Regarding the postulated mode of inheritance, all individuals from the literature and DECIPHER, and four of five of the newly presented individuals, had heterozygous variants or CNVs affecting ZFHX4. With a pLI score of 1, ZFHX4 is highly constrained, suggesting that the loss of substantial portions of one allele results in haploinsufficiency. However, one individual presented in this study carried a novel homozygous missense variant in ZFHX4, whereas her parents were heterozygous carriers with no malformations or abnormalities (Table 1, Supplementary Material). This is the first study to present an individual with an apparent recessive inheritance of ZFHX4 variants. The structural modelling of ZFHX4 showed that the respective amino acid change Tyr653His might disrupt the formation of a hydrogen bond with the imidazole ring of His662, which is part of the C2H2-type zinc-finger motif (Fig. 1F). This disruption might alter the structural conformation as well as the ability for zinc-coordination in this part of the protein, both of which could be important for the ability of the transcription factor ZFHX4 to bind DNA. This observation raises the possibility that, in addition to heterozygous ZFHX4 variants, homozygous or biallelic ZFHX4 variants might also contribute to OFC risk.

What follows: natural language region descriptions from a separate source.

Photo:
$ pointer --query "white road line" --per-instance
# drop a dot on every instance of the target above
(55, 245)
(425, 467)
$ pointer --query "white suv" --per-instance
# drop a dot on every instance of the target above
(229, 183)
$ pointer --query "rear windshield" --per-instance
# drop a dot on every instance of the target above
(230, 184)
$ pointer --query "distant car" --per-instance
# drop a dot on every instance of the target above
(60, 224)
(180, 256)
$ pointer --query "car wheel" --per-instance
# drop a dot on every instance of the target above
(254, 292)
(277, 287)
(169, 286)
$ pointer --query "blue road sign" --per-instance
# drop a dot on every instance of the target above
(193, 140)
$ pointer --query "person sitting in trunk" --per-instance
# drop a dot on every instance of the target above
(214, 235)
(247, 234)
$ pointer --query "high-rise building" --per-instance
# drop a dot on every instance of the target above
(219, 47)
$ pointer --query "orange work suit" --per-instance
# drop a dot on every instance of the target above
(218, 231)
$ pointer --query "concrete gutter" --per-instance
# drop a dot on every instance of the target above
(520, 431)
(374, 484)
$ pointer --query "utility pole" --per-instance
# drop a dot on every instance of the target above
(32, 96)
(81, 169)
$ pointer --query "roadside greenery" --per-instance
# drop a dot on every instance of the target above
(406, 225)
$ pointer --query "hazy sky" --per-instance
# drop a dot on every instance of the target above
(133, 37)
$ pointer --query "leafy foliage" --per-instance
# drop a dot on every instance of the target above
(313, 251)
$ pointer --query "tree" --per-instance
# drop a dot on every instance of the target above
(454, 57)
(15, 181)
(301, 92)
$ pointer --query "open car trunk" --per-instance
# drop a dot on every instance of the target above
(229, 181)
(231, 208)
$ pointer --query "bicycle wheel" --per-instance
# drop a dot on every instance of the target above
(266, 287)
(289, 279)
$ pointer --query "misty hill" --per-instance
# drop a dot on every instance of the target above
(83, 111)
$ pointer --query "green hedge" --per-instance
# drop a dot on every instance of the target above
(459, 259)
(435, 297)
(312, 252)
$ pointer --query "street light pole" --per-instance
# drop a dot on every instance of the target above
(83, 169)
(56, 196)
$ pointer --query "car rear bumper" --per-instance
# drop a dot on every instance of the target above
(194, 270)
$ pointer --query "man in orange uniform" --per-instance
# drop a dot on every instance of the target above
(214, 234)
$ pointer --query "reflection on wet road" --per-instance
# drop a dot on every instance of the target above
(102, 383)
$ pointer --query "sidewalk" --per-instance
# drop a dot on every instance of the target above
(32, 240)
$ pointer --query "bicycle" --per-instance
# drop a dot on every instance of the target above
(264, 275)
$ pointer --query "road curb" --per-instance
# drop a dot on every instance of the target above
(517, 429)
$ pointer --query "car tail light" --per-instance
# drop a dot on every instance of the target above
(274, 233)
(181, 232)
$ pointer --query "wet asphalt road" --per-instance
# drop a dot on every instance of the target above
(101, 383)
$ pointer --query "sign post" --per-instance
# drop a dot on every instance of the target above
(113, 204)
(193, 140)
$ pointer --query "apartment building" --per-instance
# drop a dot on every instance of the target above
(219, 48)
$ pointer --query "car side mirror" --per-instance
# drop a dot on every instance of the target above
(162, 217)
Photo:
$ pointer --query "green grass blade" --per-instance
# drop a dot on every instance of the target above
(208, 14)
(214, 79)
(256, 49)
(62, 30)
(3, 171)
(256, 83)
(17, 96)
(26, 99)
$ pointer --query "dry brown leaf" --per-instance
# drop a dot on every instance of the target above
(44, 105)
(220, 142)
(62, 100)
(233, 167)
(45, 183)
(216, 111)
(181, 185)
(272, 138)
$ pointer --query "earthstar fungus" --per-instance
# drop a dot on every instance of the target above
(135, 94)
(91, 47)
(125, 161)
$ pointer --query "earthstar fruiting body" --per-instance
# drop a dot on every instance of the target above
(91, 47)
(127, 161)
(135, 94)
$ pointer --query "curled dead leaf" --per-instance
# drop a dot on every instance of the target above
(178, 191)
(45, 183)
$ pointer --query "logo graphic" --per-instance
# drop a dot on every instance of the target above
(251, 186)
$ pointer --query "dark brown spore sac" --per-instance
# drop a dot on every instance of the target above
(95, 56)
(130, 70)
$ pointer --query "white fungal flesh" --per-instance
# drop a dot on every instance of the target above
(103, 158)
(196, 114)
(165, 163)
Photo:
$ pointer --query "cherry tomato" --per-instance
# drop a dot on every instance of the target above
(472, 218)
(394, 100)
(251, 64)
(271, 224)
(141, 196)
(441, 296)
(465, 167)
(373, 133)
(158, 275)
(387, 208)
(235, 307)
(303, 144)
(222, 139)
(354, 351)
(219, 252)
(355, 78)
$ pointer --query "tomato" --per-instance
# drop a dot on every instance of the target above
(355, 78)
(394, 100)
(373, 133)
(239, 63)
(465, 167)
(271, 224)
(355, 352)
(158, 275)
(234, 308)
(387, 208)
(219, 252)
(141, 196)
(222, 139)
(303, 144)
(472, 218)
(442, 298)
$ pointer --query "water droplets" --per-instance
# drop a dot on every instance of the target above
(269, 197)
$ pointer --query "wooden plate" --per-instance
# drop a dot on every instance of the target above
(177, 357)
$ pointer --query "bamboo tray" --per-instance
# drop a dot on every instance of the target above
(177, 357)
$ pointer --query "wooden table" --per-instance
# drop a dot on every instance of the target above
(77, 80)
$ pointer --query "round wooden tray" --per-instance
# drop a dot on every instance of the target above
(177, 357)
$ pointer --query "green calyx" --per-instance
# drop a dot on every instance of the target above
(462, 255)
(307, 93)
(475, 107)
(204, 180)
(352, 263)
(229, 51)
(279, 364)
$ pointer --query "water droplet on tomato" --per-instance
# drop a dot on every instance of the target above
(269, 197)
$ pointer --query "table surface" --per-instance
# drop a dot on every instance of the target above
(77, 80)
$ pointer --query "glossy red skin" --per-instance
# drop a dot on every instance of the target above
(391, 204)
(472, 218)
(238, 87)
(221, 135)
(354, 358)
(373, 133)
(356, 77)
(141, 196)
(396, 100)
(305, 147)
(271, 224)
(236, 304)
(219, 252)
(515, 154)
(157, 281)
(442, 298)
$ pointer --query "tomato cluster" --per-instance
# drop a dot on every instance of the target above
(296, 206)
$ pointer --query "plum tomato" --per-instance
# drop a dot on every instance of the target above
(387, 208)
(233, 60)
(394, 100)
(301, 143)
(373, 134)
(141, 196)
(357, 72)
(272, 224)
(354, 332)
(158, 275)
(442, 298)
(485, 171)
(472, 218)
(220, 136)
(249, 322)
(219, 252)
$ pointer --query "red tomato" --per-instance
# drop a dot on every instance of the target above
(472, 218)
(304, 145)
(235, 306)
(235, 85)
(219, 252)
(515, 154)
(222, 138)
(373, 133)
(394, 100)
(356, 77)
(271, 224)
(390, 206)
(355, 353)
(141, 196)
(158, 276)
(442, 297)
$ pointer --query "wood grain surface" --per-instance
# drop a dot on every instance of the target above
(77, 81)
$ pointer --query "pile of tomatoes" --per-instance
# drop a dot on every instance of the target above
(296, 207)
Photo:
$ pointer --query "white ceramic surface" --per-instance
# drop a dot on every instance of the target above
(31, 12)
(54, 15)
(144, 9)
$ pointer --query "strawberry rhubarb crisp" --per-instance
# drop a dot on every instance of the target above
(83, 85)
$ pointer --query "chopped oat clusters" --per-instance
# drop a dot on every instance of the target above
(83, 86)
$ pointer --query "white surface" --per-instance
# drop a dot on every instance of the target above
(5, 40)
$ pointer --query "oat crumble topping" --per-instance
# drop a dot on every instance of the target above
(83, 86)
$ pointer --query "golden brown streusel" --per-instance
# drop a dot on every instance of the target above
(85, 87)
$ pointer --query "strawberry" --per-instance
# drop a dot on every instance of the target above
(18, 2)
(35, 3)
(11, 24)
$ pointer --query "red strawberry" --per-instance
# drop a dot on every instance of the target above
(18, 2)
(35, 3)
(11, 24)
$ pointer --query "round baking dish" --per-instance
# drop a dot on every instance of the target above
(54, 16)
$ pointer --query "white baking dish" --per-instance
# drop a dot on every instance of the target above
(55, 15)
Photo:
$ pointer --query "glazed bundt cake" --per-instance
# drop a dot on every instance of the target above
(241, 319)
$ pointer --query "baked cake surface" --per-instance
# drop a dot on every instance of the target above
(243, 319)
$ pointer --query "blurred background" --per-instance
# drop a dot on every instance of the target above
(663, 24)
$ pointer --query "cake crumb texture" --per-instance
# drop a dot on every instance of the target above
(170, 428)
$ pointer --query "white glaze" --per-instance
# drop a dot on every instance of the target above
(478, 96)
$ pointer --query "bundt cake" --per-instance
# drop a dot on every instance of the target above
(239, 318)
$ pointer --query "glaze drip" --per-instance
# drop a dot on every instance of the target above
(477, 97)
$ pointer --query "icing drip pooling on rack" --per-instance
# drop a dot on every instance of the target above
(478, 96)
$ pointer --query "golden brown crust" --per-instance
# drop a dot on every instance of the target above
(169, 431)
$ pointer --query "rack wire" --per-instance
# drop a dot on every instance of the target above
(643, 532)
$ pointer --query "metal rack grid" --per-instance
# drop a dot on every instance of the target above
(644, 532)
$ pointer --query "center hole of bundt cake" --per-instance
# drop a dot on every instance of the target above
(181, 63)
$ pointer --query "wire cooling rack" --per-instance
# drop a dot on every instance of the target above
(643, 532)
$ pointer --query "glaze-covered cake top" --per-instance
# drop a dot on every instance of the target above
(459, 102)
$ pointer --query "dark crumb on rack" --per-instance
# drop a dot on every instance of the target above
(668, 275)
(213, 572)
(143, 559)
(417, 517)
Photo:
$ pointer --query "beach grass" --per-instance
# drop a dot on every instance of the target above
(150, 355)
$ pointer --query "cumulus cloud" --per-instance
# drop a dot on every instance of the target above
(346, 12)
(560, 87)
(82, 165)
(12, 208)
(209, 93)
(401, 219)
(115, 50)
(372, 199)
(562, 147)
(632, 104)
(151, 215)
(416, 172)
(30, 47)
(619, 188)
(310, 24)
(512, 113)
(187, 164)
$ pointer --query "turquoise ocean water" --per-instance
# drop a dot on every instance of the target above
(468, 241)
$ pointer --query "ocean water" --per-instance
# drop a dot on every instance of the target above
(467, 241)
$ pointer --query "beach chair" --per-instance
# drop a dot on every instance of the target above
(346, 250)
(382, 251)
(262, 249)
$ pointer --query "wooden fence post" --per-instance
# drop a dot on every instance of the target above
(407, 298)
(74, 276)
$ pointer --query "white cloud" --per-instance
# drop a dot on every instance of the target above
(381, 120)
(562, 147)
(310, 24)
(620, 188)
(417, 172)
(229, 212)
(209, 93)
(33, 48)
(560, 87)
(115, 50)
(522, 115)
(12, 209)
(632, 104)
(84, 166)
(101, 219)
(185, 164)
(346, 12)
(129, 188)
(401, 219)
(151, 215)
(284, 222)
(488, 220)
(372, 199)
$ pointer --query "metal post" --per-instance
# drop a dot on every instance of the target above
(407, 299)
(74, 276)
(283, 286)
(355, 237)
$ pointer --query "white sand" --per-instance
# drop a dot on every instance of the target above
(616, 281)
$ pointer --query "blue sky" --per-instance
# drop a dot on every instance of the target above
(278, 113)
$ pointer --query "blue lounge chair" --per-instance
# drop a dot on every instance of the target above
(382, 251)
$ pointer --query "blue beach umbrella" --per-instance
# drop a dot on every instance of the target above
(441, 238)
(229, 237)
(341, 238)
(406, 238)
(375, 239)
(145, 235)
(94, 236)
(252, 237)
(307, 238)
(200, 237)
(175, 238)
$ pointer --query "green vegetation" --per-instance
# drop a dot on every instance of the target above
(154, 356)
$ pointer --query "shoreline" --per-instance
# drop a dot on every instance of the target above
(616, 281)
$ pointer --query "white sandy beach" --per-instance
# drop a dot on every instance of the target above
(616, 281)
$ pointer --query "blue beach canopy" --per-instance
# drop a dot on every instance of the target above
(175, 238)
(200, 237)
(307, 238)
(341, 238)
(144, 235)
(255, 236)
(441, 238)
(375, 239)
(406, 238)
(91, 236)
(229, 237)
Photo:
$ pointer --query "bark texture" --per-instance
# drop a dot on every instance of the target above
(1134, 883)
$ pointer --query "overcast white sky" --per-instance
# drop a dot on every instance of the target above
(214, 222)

In conclusion, our results support the role of ZFHX4 in OFC. Variants in ZFHX4 or CNVs can lead to both typical subtypes of OFC − CL/P and CPO. Also, ZFHX4 disruption can lead to both nonsyndromic and syndromic OFC. Based on our findings and recent studies, ZFHX4 variants are associated with an extremely broad phenotypic spectrum, from complex malformation syndromes to nonsyndromic isolated malformations. Accordingly, more data are needed to systematically assess genotype–phenotype relationships and to identify modifying factors. ZFHX4 should be considered a causative factor not only in patients with severe complex syndromes but also in patients with mild syndromic and even nonsyndromic OFC.